Dall’avventurismo al bluff, tra Madrid e Barcellona i risultati elettorali aprono un’altra mano di poker mascherato che lascia la Spagna intera ostaggio dell’azzardo politico e istituzionale. Gli indipendentisti hanno vinto e controllano saldamente la Generalitat; ma i loro capi sono interdetti o in carcere. Inseguito da un pesante mandato d’arresto il leader della coalizione, Carles Puigdemont, è costretto all’esilio di Bruxelles. L’avversario più implacabile, Mariano Rajoi, clamorosamente battuto, anzi cancellato con il suo partito popolare in Catalogna, resta capo del governo nazionale e gli ha ripetuto che se rientra, la Guardia Civil l’aspetta alla frontiera per condurlo in carcere.
La simmetrica impotenza di vincitori e sconfitti appare palese e ne ribadisce le gravi, reciproche responsabilità: il governo centrale per l’ostinata indisponibilità a negoziare nell’ultimo decennio maggiori e legittime autonomie; i nazionalisti catalani per giocare un colpo di mano con un referendum che per molti aspetti ha simulato un ricorso alla piazza. Confuso nei tempi, Rajoi dimentica d’essere privo da anni d’una maggioranza parlamentare reiteratamente negatagli dal voto popolare.
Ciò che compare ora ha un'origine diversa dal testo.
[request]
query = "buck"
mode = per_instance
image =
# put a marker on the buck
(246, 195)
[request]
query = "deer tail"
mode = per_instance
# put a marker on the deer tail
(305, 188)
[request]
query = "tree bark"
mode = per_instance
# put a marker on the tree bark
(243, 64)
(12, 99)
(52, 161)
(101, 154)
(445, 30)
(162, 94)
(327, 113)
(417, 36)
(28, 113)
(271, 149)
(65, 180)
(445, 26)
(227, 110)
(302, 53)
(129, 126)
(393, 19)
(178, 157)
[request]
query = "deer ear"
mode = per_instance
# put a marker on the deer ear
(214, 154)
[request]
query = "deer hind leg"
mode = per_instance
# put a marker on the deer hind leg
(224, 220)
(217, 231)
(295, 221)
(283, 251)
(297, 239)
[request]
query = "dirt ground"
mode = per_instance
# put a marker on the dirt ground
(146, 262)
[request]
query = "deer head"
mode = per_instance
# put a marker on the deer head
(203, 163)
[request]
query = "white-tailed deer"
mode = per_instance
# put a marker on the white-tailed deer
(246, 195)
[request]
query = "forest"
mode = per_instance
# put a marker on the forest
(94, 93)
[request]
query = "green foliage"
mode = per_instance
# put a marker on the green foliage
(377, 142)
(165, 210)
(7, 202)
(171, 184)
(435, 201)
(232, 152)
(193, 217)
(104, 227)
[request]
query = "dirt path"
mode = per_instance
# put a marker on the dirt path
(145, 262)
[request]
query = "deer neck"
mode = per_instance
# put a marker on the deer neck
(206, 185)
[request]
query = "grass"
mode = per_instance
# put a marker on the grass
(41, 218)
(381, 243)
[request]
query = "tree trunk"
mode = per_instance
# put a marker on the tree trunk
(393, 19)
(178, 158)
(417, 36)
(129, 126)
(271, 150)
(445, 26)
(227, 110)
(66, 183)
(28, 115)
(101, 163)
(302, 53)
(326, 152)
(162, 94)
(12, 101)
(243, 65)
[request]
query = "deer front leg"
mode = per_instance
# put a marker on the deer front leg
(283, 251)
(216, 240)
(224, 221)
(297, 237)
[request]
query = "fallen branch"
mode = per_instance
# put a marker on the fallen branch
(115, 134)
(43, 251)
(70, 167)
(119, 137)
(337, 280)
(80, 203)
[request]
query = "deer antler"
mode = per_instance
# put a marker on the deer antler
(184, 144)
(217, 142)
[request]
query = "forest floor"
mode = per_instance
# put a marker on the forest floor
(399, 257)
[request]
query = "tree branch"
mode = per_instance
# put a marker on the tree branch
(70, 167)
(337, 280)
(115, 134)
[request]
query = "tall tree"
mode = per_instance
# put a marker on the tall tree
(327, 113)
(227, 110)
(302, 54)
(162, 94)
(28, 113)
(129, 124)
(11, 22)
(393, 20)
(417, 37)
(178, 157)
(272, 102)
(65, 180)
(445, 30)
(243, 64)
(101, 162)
Re nudo in pieno inverno, agisce tuttavia d’imperio come se fosse Fernando d’Aragona, cinque secoli addietro. E’ l’audacia della disperazione, il peggiore degli stati d’animo per un politico.
Ma neanche per i separatisti il nuovo anno presenta orizzonti limpidi, tutt’altro. La stessa formazione del governo regionale risulta tanto urgente quanto complicata: sia perché allo stato gli esponenti del precedente sono in ogni caso obbligatoriamente indisponibili, dunque sarà necessario indicarne di nuovi quanto meno in una prima fase (anche per trattare con Madrid); sia perché i neo-eletti stentano ad accordarsi nella distribuzione degli incarichi e delle responsabilità. Mentre le economie catalana e nazionale appaiono frenate da tante incognite e la forza nascente del centro-destra, Ciudadanos, risultato il primo partito della regione, si propone di promuoverne la ripresa anche per dimostrare le inadeguatezze dei partiti tradizionali.